Ci fu chi, come Billy Bragg, spiegò tra il serio e il faceto che la Thatcher era stata la sua unica ispirazione. Si calò nei panni di un Woody Guthrie redivivo e sostenne la lotta dei minatori: «Ero un minatore/ ero un portuale – cantava in Beetween the wars, in prima serata alla tv – Ho tirato avanti una famiglia in tempi di austerità (…) Ho continuato a crederci e a votare/ non per il pugno di ferro ma per darci tutti una mano». L’ex mod Paul Weller guardava intanto a Curtis Mayfield, Marvin Gaye, e al soul politico degli anni ’60: «Questa è gente che combatte per la sua comunità – cantava dei minatori in Soul Deep – Non dire che la lotta non ti riguarda, anche tu sei classe operaia». Elvis Costello mise assieme Robert Wyatt e persino Chet Baker per il melò operaio di quelli «che costruiscono le navi» (Shipbuiding), e siccome c’è la guerra delle Falkland e un po’ di lavoro, si potrà comprare «un cappotto nuovo per mia moglie e una bicicletta per i ragazzi (ma ne vale la pena?)». Gli Specials, amanti dello ska, simbolo vivente della nuova multiculturalità inglese, cantavano a loro volta una «città fantasma», coi club e i bar tutti chiusi: «Il governo ha messo i ragazzi ai margini/ lavoro non ce n’è/ non si può andare davanti». E così via.

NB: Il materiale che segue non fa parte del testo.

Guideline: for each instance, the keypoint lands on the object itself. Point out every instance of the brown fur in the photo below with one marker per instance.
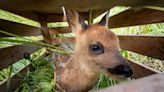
(83, 68)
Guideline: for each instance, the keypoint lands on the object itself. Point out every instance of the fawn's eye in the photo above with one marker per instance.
(96, 49)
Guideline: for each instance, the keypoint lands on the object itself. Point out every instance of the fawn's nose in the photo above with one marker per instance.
(123, 70)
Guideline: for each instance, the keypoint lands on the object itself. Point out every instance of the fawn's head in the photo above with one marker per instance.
(97, 47)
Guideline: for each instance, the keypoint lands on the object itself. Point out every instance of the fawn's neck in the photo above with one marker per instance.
(77, 76)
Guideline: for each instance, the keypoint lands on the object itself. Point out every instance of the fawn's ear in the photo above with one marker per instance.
(76, 23)
(104, 20)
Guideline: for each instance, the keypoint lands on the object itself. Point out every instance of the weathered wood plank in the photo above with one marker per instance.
(140, 70)
(154, 83)
(44, 28)
(134, 17)
(18, 29)
(12, 54)
(28, 8)
(15, 81)
(51, 6)
(84, 15)
(152, 46)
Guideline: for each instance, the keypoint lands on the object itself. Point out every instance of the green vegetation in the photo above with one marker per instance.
(40, 77)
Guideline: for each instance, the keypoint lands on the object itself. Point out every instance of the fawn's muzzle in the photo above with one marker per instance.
(123, 70)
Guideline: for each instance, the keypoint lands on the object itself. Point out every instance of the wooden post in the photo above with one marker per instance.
(44, 28)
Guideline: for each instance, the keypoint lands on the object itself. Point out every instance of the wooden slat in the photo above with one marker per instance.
(44, 28)
(152, 46)
(140, 70)
(15, 81)
(134, 17)
(84, 15)
(154, 83)
(18, 29)
(54, 7)
(12, 54)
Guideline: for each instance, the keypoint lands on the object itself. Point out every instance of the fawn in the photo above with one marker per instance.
(96, 52)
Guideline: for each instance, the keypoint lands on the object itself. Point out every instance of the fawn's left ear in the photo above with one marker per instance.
(104, 20)
(76, 23)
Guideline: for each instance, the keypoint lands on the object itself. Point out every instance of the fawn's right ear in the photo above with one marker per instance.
(76, 23)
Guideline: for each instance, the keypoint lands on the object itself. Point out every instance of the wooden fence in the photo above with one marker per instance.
(152, 46)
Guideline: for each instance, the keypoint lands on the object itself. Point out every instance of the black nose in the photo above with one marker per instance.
(121, 70)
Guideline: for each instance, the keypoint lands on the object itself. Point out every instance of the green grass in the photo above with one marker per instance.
(40, 78)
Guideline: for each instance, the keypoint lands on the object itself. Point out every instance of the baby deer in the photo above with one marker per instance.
(96, 52)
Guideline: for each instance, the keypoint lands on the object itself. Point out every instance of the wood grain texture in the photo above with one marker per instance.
(154, 83)
(152, 46)
(29, 7)
(140, 70)
(18, 29)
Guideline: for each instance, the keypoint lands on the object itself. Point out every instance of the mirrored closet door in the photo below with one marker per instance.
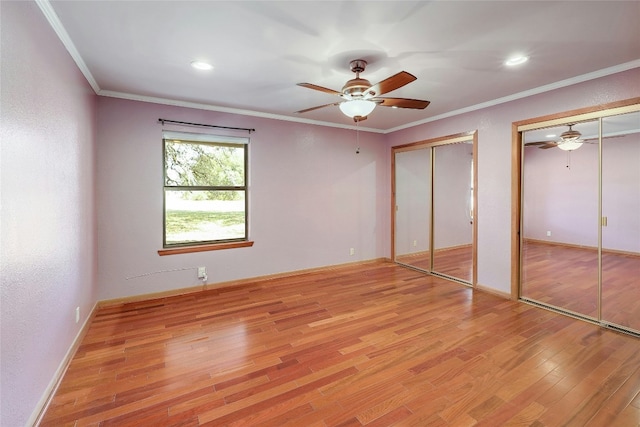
(580, 216)
(434, 205)
(620, 222)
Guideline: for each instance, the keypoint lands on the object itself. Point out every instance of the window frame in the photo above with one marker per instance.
(207, 140)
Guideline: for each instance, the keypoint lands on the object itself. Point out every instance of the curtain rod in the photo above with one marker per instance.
(163, 121)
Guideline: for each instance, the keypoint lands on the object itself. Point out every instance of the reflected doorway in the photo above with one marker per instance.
(434, 205)
(579, 223)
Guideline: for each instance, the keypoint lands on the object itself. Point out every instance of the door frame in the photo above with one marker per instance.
(584, 114)
(430, 143)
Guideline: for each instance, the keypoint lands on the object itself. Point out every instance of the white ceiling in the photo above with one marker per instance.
(261, 49)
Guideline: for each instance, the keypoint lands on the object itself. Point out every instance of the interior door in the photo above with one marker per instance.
(621, 220)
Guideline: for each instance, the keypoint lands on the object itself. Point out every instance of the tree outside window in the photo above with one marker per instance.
(205, 189)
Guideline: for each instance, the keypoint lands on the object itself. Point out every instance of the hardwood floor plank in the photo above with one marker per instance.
(373, 344)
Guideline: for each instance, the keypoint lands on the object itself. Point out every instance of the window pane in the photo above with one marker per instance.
(191, 164)
(201, 216)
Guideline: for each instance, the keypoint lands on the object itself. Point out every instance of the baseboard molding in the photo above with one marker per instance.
(573, 245)
(238, 282)
(493, 291)
(50, 391)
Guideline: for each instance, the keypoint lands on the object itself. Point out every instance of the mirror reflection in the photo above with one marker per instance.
(434, 208)
(580, 225)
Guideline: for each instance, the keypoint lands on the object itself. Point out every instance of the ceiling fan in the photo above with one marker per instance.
(569, 140)
(360, 97)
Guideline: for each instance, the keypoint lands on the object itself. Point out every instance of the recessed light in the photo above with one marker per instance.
(200, 65)
(516, 60)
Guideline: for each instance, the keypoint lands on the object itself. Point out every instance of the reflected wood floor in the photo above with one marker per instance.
(567, 277)
(373, 344)
(454, 262)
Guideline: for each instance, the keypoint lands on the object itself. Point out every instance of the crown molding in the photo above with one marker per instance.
(535, 91)
(55, 23)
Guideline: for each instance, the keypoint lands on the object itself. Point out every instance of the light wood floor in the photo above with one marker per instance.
(567, 277)
(375, 345)
(454, 262)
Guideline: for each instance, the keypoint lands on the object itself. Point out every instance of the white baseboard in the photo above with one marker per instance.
(43, 403)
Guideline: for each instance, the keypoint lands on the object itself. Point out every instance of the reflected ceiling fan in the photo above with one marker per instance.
(360, 97)
(569, 140)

A noi quaggiù, impastoiati nei nostri anni ’80, la cosa parve quanto meno eccitante, e nuova. La Thatcher un nemico chiaro, finalmente. Avevamo messo nel cassetto la nostra canzone politica degli anni ’70, e ora la ritrovavamo in forme nuove. Forse a posteriori ingenue tanto quanto lo erano state le nostre canzoni di lotta, ma guidate da una ricerca dell’egemonia e dell’elemento collettivo del rock e del pop, che ci era sfuggito in quella maledetta fine d’epoca. Which side are you on? Da che parte stai? Cantava ancora Billy Bragg, come Guthrie, in quegli anni. L’apparizione della Thatcher – che odiava la cultura ma fu musa dell’imprenditoria culturale (era solo l’antipasto di quel che sarebbe venuto dopo, a noi toccò il berlusconismo e amen) – ci insegnò a far bene i conti: con la musica pop, il suo valore, la sua posizione nel conflitto sociale. Perciò gli stessi sogni esotici, erotici, fantastici, immaginati dai Duran Duran, il girl power delle Spice Girls e tanta parte del pop inglese di allora furono sottilmente thatcheriani (sociologicamente, diciamo così, per quanto Gary Kemp degli Spandau Ballet si professasse socialista).

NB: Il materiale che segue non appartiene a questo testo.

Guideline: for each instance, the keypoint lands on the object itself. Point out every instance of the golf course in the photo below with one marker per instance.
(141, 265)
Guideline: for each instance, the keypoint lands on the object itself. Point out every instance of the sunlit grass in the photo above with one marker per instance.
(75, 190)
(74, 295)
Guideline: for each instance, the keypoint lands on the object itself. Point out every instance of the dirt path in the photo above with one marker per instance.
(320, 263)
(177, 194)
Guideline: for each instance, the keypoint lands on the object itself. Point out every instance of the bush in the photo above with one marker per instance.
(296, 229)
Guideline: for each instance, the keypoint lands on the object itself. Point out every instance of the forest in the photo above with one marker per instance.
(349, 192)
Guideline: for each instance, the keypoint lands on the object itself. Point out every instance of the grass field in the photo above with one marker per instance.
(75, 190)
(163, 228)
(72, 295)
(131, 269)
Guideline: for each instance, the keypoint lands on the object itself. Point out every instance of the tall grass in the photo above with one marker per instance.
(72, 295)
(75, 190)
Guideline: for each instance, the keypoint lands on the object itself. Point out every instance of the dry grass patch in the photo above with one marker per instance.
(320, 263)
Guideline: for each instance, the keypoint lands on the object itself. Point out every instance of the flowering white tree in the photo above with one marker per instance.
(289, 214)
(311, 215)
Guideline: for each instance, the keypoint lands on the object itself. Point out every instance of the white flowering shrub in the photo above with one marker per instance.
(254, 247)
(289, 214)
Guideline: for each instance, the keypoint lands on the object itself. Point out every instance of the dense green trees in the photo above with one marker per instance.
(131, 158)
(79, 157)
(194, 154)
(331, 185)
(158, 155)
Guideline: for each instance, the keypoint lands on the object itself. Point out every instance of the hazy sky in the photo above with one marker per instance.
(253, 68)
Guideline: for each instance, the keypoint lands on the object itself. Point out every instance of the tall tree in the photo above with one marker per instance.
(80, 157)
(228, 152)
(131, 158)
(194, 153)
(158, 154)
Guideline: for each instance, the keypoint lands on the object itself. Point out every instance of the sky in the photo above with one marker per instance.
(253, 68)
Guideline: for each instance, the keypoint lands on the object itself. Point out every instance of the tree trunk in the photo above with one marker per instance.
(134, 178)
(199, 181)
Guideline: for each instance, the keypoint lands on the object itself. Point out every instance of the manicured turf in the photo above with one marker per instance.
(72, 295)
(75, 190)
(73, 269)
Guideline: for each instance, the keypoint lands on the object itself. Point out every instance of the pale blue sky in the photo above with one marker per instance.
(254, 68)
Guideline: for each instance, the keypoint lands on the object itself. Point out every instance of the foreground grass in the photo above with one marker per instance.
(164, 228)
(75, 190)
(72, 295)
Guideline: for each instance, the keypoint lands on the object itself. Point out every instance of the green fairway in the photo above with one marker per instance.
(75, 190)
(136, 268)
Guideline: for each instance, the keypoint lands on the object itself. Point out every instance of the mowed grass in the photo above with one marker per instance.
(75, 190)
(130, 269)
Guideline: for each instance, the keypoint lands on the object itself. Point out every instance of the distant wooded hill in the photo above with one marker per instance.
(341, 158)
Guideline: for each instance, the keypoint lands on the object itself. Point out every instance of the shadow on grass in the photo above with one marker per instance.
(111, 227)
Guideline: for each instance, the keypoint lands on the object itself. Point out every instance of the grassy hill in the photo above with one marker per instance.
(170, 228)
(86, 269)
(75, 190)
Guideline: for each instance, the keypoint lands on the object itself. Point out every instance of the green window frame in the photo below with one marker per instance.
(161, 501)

Il decennio, esausto, si chiuse nel segno dell’invettiva. La cultura imprenditoriale fai-da-te dei rave party, nel frattempo, aveva spazzato via anche il concetto un po’ legnoso di musica politica, ma questa è un’altra storia. Nel 1989 Elvis Costello cantò la sua attesa del giorno in cui avrebbe potuto buttare terra nella fossa di Margaret («quando l’Inghilterra era una puttana/ Margaret gestiva il bordello»). L’anno prima Morrissey, cantore decadente delle epoche sterminate dagli anni ’80, chiuse il suo album Viva Hate con una filastrocca che diceva: «ha un bellissimo sogno/ La gente carina/ vuole Margaret sulla ghigliottina». Il giorno dopo si presentarono i poliziotti a casa, dice la leggenda, a cercare la ghigliottina. Non la trovarono, chiesero l’autografo e se ne andarono.